Images and Cloud Storage
FarmBot captures images and stores the resulting files in a centralized location.
In July of 2019, we migrated off of our original file storage solution (Paperclip, now deprecated) and onto the new Rails default, ActiveStorage. This page serves as a continuity document for future developers who work on the file storage system.
Image Hosting Problems and Solutions
We host the app on Heroku. This means that we can’t store the files to disk and it’s a bad idea to upload the images directly to a Heroku-based process.
Instead of uploading directly to the API, we pay for Google Cloud Storage. Devices upload images directly to Google’s servers and we link to the files rather than hosting them ourselves.
Storing images on a third party server brings on additional challenges such as:
- Providing end-users authorization to upload images (we don’t control the server where images are uploaded)
- Setting limits on file types (JPEGs only)
- Setting limits on image upload size
- Making sure that the API knows which images are in Google Cloud Storage. Every
Image
resource has anattachment_url
. The API must be able to correlate anImage
resource (SQL) to a Google Cloud Storage resource (HTTP URL). It must also delete the file from Google Cloud when the SQL row is deleted, etc.
Background Concepts
- Object: These are stored files, essentially.
- Bucket: A collection of objects. In our case, it is a collection of every image ever uploaded.
- Post Object: Not to be confused with the “object” concept noted above. This is a tamper-resistant, cryptographically signed JSON object. It is signed with a secret key that only the server knows about. You can think of it as a “permission slip” issued by the API to a FarmBot device so that the device may use our Cloud Storage bucket at a later time. This object is given to Google Cloud Storage as proof of authorization at the time of upload. The object is not a one-size-fits-all permission scheme. The object may contain restrictions such as max file size, MIME type, expiration date, etc.
How Image Uploads Work
- FarmBot takes a photo and stores it to disk.
- The device makes a
POST
request to/api/storage_auth
, resulting in the creation of a Google Cloud Storage “Post Object” (see JSON example below). - Perform an HTTP multipart POST request to the URL specified on
post_object.url
. Add an individual form data element to the HTTP request for each key/value pair inpost_object.form_data
. Don’t forget-file
is a placeholder for the binary file data. - Once you finish the first POST request, take the URL (
storage.googleapis.com/deleteme123/temp1/62d2273b-0f23-4768-8cfe-846d1bc409d7.jpg
in this case) and POST it as JSON to the/api/images
endpoint. The URL generated will serve as theattachment_url
of theImage
resource. - After you finish the POST, the server will perform post processing and the image will be available at a new URL.

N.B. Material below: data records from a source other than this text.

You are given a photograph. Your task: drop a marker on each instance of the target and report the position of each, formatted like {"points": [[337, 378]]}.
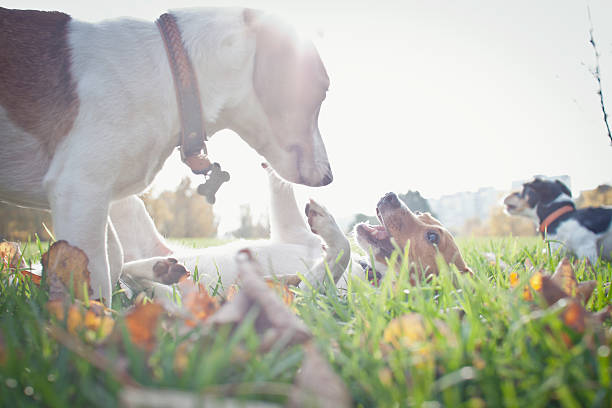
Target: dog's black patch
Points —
{"points": [[595, 219], [541, 191]]}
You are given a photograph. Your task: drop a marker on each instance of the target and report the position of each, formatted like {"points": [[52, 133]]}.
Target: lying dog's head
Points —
{"points": [[534, 193], [273, 84], [428, 238]]}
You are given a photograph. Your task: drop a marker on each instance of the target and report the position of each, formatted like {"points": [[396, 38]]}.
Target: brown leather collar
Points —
{"points": [[553, 216], [193, 134]]}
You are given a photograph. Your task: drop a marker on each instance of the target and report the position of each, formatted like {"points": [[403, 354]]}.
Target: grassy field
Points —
{"points": [[395, 345]]}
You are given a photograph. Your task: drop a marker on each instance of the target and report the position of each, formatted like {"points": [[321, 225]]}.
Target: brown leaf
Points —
{"points": [[2, 350], [197, 301], [565, 278], [575, 316], [10, 255], [141, 322], [274, 320], [96, 317], [63, 263], [317, 384], [585, 290], [551, 291], [281, 290]]}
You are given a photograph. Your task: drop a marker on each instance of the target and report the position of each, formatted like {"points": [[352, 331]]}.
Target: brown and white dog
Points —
{"points": [[425, 236], [295, 247], [88, 115]]}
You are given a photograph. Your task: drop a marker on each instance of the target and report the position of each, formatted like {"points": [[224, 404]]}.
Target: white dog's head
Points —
{"points": [[259, 79]]}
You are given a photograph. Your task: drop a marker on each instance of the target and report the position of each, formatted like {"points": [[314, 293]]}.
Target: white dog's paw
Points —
{"points": [[321, 221], [169, 271], [160, 269]]}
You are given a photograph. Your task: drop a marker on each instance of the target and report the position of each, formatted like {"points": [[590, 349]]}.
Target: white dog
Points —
{"points": [[88, 115], [296, 248], [293, 248]]}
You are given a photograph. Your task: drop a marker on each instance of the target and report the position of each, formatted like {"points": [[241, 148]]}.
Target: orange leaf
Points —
{"points": [[63, 263], [574, 316], [200, 304], [565, 278], [141, 322], [536, 281], [10, 255], [282, 290], [514, 279], [232, 292]]}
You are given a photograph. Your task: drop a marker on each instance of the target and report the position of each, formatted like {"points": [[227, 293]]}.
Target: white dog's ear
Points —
{"points": [[251, 17]]}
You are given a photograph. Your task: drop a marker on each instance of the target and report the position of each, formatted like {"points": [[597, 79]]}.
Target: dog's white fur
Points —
{"points": [[292, 248], [128, 124]]}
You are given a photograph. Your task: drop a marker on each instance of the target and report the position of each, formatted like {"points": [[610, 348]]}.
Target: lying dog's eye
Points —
{"points": [[433, 237]]}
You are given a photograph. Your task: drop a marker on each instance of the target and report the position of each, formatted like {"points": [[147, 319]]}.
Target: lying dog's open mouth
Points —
{"points": [[378, 237]]}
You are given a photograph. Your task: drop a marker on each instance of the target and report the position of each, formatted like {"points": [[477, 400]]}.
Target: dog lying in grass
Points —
{"points": [[294, 249], [585, 232]]}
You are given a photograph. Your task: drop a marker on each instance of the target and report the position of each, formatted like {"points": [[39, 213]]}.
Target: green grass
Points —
{"points": [[505, 351]]}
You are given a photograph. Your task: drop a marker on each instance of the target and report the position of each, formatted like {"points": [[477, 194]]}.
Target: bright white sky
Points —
{"points": [[438, 96]]}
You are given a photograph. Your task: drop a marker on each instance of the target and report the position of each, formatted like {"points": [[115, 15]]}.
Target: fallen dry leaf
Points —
{"points": [[199, 304], [10, 255], [411, 332], [139, 397], [563, 286], [317, 384], [96, 317], [565, 277], [64, 264], [575, 316], [274, 321], [12, 260], [141, 322], [281, 290]]}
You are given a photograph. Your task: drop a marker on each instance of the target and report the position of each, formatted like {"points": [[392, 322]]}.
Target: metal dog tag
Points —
{"points": [[214, 178]]}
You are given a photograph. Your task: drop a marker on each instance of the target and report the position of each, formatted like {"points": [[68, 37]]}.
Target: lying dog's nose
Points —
{"points": [[328, 178], [390, 200]]}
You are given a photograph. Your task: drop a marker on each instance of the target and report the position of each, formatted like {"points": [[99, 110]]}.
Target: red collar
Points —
{"points": [[552, 217], [193, 134]]}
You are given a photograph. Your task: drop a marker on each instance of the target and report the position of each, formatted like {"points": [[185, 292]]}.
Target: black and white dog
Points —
{"points": [[586, 232]]}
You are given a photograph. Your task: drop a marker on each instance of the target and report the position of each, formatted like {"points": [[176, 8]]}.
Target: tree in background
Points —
{"points": [[248, 228], [182, 213], [21, 224]]}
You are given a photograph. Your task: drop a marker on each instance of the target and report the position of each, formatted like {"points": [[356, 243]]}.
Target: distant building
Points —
{"points": [[454, 210]]}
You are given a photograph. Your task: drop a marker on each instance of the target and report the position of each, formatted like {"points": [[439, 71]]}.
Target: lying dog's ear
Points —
{"points": [[563, 188], [251, 16]]}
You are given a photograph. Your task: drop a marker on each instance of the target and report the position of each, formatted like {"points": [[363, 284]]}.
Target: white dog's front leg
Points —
{"points": [[338, 248], [80, 214], [137, 233], [115, 253], [286, 221]]}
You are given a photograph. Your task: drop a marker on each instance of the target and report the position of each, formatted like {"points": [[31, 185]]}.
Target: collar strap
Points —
{"points": [[553, 216], [371, 276], [193, 134]]}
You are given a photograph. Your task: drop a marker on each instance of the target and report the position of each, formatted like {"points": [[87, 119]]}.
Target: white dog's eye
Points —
{"points": [[433, 237]]}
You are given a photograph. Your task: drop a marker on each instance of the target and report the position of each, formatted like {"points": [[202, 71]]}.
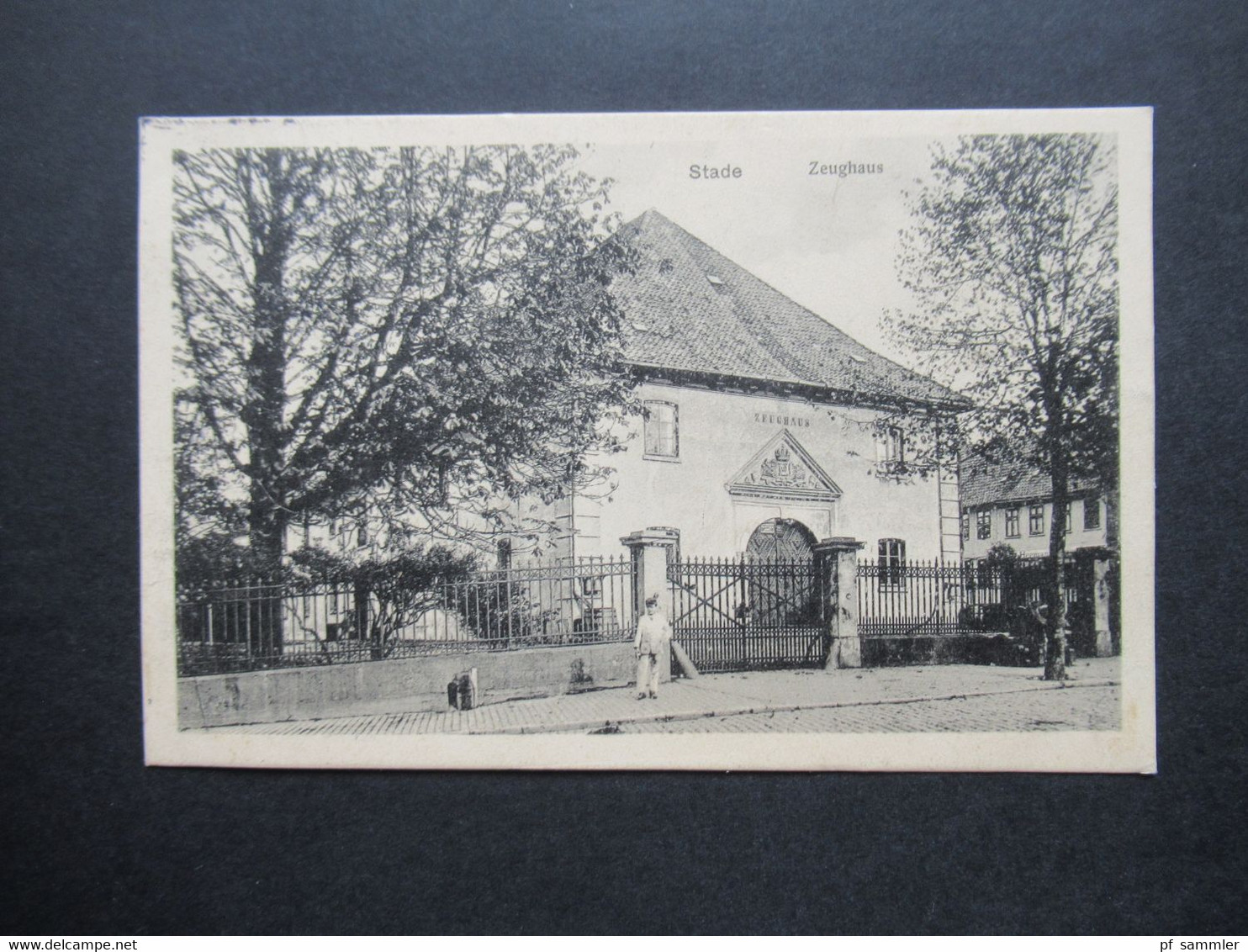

- You can delete the contents of
temp1
on the bucket if too much space is being used.
{
"verb": "POST",
"url": "//storage.googleapis.com/deleteme123/",
"form_data": {
"key": "temp1/62d2273b-0f23-4768-8cfe-846d1bc409d7.jpg",
"acl": "public-read",
"Content-Type": "image/jpeg",
"policy": "eyJle...NDAwMzJdXX0=",
"signature": "Fw+XN...ODCGpg==",
"GoogleAccessId": "foo@bar.baz",
"file": "REPLACE_THIS_WITH_A_BINARY_JPEG_FILE"
},
"instructions": "Send a 'from-data' request to the URL provided.Then POST the resulting URL as an 'attachment_url' (json) to api/images/."
}
Setting Up a New Bucket
- Create a new keyfile
- Create a bucket
- Set the
GOOGLE_CLOUD_KEYFILE_JSON
,GCS_PROJECT
,GCS_BUCKET
ENV vars.
Step I: Create Credentials
Start on this page
Select “Create credentials”
Select “Service account key”
Create a new service account with a “Storage Admin” role. We want the “JSON” key type.
After clicking “Create”, you will be prompted to download a JSON file. Keep the file secure. Copy/paste this value into the GOOGLE_CLOUD_KEYFILE_JSON
ENV variable. The name of this variable is significant. The "google-cloud-storage"
gem will specifically look for this ENV, which means you can’t rename it. Now would also be a good time to set the GCS_PROJECT
ENV variable.
Step II: Create a GCS Bucket
Click “CREATE BUCKET”
Pick a (public) name. Select “Multi regional”. Select “Object-level” permissions.
Once that is done, continue to next screen. You must now set the GCS_BUCKET
to the name of the bucket. In this case, the bucket name is deleteme123
.
The next step is to make the bucket publicly readable, otherwise, users will got 401 errors when attempting to download images.
Navigate to the “Permissions” tab of the “bucket details” page.
Click “Add Member.
Add “Storage Object Viewer” permission to user “allUsers”.
You will also need to add the previously-created service account to this bucket as an admin.